ZEKE WILSON: Spring has sprung
Monday’s commute revealed evidence at almost every turn that wildlife had spring on the mind. Although driving and watching wildlife are difficult, the increased movements make it tough to miss.
A kingfisher darting along Blackleggs Creek reminded me that trout season is rapidly approaching.
Geese are pairing up at nearly every body of water, and it is hoped weather will allow for a good group of goslings this year.
On the way home from sunrise service on Easter morning I was impressed with the amount of turkeys that were out and about, although it appears that it will still be another week before things get interesting.
The flocks seem to be breaking up, but interestingly the birds that I have seen have been either all gobblers or all hens. I have seen several gobblers strutting for themselves and some large groups of hens without a beard in the bunch. Warmer weather should allow for better conditions for locating a gobbler, but the season is still almost a month away.
n On the way to the service it was obvious that the set of headlights bouncing out of the gas well road were that of someone listening for a gobble, and in the weeks to come more and more hunters will start to do the same. I have heard of some anxious hunters already out there educating birds, or as they call it, practicing their calling. While I respect being green to a new activity, calling in the same bird that you hope to kill at a later date is bad business. A gobbler’s brain is by no means large; however, after a turkey investigates something that kind of sounds like a hen once or twice, the calls will lose some of the luster.
Association of a calling area or cadence of calls, I believe, is more of what birds learn to ignore. With that in mind, a lot of gobblers have met their maker after responding some pretty rough calling. While it is exciting to watch a gobbler come into the call, practice should be saved for the living room or domestic turkeys’ ears.
When I was growing up, it only made sense that if I was to hunt turkey, I should own one. Each day as I fed the hen I learned more and more about how to sound like one. After perhaps six months it was evident that a turkey ate way more than a chicken, and I sent it down the road to another owner.
Along with the host of wildlife visible from the windshield of my truck, sportsmen, too, are making it a point to welcome spring. One bait and convenience store has a countdown to trout season on its lighted sign, and with excitement I read it aloud to myself.

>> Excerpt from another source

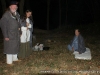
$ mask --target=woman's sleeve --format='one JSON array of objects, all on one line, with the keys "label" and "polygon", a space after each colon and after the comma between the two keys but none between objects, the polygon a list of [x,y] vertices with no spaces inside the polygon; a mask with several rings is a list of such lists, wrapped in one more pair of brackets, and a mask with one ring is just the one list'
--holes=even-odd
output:
[{"label": "woman's sleeve", "polygon": [[1,19],[1,29],[2,29],[2,33],[3,33],[4,38],[9,38],[8,27],[9,27],[8,19],[7,19],[6,15],[4,15]]}]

The buzz surrounding the first day of trout season is something that those who do not fish or are from outside of the state cannot comprehend. Traveling 100 miles with $500 worth of fishing gear in an attempt to catch a fish dinner does not make much sense on paper. However, there are many that would do anything in their power to insure that at 8 a.m. on April 12 they are able to make a cast into their favorite hole.
Reductions in stockings over the past several years have led to fewer of these spots, but the fish are still there, just not in the numbers of years past. Taking anything away from someone is difficult, and the Pennsylvania Fish and Boat Commission is doing its best to keep as many streams stocked while being fiscally responsible.
The Pennsylvania Game Commission is considering giving something back by lifting antler restrictions for those 65 and older. It is hoped this will be eventually become law, although many hunters are criticizing the change, fearing it will undo antler management.